Celle-ci est organisée au village Imaloussene, une bourgade de tradition laitière. Non loin de là, à Tamassit, dans la commune d’Aghribs, le fromager Rachid Ibersiene a ouvert, en 2010, une fabrique artisanale après une formation effectuée en Suisse. «Nous avons eu un début très difficile, car il fallait ramener des équipements qui coûtaient très cher.

Nous avons, d’ailleurs, eu du mal à avoir l’agrément sanitaire pour le contrôle de qualité. Les débuts étaient timides», nous a expliqué M. Ibersiene, tout en précisant que son unité, qui fonctionne, dit-il, avec cinq éléments, travaille avec les normes exigées par la direction des services agricoles. «Nous travaillons avec une technique suisse pour la fabrication de notre fromage, qui est prisé même par les institutions et les représentations diplomatiques à Alger.
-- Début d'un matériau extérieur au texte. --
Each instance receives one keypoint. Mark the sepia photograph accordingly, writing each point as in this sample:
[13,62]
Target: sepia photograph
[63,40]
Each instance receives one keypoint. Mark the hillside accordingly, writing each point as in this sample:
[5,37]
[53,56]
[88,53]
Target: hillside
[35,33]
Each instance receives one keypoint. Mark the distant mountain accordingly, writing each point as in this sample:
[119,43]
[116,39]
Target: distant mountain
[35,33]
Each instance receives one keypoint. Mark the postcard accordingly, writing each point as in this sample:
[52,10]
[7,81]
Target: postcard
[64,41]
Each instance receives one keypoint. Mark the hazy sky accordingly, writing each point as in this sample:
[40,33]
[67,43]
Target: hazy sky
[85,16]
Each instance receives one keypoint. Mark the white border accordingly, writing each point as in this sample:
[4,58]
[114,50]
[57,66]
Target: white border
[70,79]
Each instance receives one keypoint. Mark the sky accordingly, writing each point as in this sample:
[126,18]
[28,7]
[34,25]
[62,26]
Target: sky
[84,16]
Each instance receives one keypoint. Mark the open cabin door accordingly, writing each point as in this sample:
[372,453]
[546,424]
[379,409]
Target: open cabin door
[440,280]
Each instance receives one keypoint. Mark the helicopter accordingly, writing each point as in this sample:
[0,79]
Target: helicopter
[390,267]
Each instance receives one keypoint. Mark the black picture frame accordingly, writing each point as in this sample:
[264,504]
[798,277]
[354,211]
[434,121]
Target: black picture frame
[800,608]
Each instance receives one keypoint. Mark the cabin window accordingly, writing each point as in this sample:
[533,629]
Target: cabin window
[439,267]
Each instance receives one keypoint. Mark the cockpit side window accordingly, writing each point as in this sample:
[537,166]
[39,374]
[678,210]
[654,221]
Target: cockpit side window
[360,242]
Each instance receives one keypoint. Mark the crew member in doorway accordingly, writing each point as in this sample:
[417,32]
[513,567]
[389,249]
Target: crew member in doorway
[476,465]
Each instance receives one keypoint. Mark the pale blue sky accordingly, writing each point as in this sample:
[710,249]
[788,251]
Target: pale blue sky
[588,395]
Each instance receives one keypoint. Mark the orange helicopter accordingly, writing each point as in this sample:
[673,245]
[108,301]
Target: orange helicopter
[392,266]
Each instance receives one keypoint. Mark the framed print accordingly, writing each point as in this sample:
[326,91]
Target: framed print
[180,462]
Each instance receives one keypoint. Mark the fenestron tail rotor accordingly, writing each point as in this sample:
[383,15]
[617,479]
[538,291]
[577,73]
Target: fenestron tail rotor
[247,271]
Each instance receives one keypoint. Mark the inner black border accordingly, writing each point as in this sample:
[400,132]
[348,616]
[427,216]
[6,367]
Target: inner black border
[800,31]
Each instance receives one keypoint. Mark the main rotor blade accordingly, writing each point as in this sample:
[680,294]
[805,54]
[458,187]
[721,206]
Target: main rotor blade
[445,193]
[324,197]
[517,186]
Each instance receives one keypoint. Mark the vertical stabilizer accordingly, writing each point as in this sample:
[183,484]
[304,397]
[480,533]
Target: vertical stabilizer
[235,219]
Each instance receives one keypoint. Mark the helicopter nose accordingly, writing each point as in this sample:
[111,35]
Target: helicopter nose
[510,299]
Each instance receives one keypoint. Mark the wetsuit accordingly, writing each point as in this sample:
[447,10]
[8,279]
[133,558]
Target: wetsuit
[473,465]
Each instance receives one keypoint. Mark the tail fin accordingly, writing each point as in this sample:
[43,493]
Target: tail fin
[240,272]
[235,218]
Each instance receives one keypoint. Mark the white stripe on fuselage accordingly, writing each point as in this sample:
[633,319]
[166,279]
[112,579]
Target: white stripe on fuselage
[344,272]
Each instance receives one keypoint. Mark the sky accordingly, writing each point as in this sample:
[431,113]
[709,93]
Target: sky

En un mot, il est surtout demandé par les connaisseurs du fromage. D’ailleurs, il y a huit ambassadeurs qui sont venus à Tamassit pour visiter notre entreprise. A partir de là, notre produit s’est fait largement connaître», ajoute cet artisan qui fabrique, entre autres, le vacherin fribourgeois (pour raclettes et fondues), reblochon, emmental, gruyère, parmesan préparés avec du lait de vache frais.

Notre interlocuteur estime que le fromager artisanal est un métier technique, surtout si l’on choisit le bio et les ferments naturels. Toutefois, il déplore le manque de la matière première qui demeure un véritable problème qui freine notamment le projet d’extension de cette fabrique artisanale.

Le fromager artisanal, un métier technique

«Le produit a réussi aussi à s’imposer car il est fait à base de lait de vache. Ces derniers temps, les gens reviennent de plus en plus aux sources, car ils sont submergés par de faux fromages faits à base d’huile de palme et de poudre de lait. Nous avons un projet de développement avec des partenaires nationaux et étrangers pour augmenter la qualité et diminuer le coût. Je travaille avec un partenaire d’Om El Bouaghi qui a une nouvelle approche dans l’alimentation de bétail», nous a-t-il précisé.

Mohammed Senhadj, qui a une certaine expérience dans le montage de projets dans l’agriculture de montagne, nous a également indiqué, à ce sujet, que l’élevage ovin et caprin connaît des difficultés dans l’alimentation de bétail. Donc, il faut aller vers une valeur ajoutée, a-t-il préconisé.

«Durant les années 2000, une association, Adpal d’Ath Yenni, avait initié des formations sur le fromage. L’association Touiza solidarité de Marseille et AJE de Tizi Ouzou ont pris le relais quelques années plus tard pour assurer des formations dans la commune de Boghni. Aujourd’hui, beaucoup de fromagers sont devenus des formateurs», nous a-t-il souligné. Ainsi, le fromage occupe aujourd’hui  une place de choix au sein des systèmes de production agricole dans les zones montagneuses.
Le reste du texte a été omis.